El sábado pasado iniciamos –en la realidad “real”- el primer piloto del programa Talentum. Este programa -apoyado por el CONACYT, el CIDE y el Colegio de Bachilleres (DF)- busca abrirles oportunidades para una formación universitaria de excelencia (hoy básicamente reservadas a nuestras élites) a chicos y chicas sobresalientes en matemáticas, provenientes de hogares de escasos recursos. Talentum aspira, más generalmente, a impulsar un futuro más próspero y más justo para todos y a demostrar que el talento y el esfuerzo pueden ser una vía efectiva para escapar de las limitaciones asociadas a la desventaja socioeconómica.
Llevábamos ya casi dos años investigando y planeando, y, por fin, se dieron las condiciones para un primer aterrizaje con jóvenes de carne y hueso, en un salón con pupitres naranjas, ventanitas con barrotes, una tele Sony vieja, y un cañón y un proyector que funcionaban mejor de lo previsto.

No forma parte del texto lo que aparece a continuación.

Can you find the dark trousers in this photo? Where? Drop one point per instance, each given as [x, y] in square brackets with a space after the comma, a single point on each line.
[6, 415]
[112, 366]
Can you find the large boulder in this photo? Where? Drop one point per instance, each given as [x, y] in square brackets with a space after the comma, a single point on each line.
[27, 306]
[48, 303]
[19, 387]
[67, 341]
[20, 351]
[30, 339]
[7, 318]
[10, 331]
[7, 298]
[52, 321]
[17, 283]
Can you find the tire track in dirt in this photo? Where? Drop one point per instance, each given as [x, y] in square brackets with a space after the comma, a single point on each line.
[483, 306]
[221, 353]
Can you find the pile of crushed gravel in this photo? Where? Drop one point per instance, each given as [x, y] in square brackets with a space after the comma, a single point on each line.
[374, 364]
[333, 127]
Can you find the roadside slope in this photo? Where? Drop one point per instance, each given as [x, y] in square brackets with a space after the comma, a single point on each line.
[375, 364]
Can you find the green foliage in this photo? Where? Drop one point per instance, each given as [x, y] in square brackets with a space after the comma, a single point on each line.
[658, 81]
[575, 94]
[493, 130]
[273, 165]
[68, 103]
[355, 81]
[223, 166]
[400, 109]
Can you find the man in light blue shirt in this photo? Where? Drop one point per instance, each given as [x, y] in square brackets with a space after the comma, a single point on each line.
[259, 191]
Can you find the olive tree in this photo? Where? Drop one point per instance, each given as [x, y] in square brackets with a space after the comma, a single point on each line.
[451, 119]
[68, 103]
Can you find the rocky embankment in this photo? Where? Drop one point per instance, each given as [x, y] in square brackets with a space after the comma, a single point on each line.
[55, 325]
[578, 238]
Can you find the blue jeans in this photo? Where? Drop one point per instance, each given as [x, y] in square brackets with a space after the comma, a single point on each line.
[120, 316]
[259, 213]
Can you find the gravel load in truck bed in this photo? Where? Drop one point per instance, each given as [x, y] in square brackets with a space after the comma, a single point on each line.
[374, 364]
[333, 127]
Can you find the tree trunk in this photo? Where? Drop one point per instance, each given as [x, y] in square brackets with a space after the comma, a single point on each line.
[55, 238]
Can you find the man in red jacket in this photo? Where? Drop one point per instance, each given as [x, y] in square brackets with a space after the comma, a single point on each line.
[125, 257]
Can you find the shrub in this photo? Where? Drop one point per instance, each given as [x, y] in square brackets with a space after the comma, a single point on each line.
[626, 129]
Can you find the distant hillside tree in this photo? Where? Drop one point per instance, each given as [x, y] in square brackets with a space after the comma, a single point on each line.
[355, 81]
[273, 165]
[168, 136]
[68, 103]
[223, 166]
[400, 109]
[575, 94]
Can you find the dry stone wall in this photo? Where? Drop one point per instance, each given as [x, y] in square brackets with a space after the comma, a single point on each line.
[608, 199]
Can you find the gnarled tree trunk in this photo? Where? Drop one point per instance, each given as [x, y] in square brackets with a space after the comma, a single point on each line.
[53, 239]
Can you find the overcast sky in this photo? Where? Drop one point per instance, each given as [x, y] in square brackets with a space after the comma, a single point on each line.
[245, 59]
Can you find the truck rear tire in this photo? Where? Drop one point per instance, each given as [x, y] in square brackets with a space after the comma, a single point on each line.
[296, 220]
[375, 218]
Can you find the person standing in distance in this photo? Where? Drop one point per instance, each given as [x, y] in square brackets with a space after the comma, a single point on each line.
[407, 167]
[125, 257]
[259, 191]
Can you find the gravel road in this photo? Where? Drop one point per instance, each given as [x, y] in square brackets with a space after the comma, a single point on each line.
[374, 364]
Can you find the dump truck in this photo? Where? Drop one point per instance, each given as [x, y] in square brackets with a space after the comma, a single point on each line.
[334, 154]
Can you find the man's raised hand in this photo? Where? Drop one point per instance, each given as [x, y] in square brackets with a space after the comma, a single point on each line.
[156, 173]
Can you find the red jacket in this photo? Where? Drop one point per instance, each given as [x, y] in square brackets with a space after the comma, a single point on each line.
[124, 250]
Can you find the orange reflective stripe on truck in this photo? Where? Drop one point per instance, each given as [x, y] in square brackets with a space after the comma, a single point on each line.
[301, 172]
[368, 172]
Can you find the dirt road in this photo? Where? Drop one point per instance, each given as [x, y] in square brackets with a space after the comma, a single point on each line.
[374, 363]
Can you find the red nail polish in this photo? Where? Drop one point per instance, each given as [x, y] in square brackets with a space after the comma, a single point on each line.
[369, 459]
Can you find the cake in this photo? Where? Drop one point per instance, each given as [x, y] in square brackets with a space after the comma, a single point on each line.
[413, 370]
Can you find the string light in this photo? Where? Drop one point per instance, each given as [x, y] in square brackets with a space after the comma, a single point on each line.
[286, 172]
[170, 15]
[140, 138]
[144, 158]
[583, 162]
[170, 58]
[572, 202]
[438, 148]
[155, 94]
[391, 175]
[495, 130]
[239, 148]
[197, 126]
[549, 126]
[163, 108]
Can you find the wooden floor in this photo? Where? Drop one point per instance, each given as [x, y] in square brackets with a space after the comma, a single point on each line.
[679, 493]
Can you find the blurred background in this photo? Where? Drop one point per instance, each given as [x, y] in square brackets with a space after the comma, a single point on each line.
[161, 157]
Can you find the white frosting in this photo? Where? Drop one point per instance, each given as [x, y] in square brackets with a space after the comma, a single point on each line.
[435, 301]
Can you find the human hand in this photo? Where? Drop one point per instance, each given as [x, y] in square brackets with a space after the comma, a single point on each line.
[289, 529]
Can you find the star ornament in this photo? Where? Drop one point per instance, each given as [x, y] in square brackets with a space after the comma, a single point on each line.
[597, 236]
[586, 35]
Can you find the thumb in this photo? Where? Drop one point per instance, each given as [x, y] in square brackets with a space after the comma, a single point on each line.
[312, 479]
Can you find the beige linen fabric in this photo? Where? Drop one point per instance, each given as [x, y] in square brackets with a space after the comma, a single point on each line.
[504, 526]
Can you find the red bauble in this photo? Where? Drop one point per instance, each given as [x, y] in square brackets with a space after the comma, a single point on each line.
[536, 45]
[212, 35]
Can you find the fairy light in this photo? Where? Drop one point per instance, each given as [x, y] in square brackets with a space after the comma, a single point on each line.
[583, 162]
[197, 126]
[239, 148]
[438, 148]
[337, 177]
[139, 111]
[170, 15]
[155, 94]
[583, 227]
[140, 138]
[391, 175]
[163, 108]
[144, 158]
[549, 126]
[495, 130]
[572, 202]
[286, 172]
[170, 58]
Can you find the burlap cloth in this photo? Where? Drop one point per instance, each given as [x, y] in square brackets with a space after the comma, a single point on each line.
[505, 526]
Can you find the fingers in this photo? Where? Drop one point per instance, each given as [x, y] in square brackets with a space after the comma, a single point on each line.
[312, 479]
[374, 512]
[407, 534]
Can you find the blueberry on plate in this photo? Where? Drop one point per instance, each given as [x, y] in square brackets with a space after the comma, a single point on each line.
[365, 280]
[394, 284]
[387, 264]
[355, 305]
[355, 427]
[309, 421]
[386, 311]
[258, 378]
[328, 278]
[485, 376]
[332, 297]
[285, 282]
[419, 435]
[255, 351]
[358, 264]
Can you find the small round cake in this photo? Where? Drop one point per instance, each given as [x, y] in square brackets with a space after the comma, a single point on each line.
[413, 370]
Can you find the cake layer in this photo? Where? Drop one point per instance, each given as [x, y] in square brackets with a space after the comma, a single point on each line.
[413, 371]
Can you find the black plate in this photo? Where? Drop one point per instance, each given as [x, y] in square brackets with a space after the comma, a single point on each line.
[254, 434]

Unos días antes, durante la bienvenida, les habíamos dicho a los alumnos seleccionados que participar en el programa iba a implicarles sacrificar algunas horas de sus valiosísimos sábados y que hacerlo era totalmente voluntario, pero que si decidían entrarle, un primer requisito era ser escrupulosamente puntuales. No acababa de decírselos cuando empezó a entrarme el terror a quedarnos sin participante alguno (¡!). (We do live in Mexico, after all).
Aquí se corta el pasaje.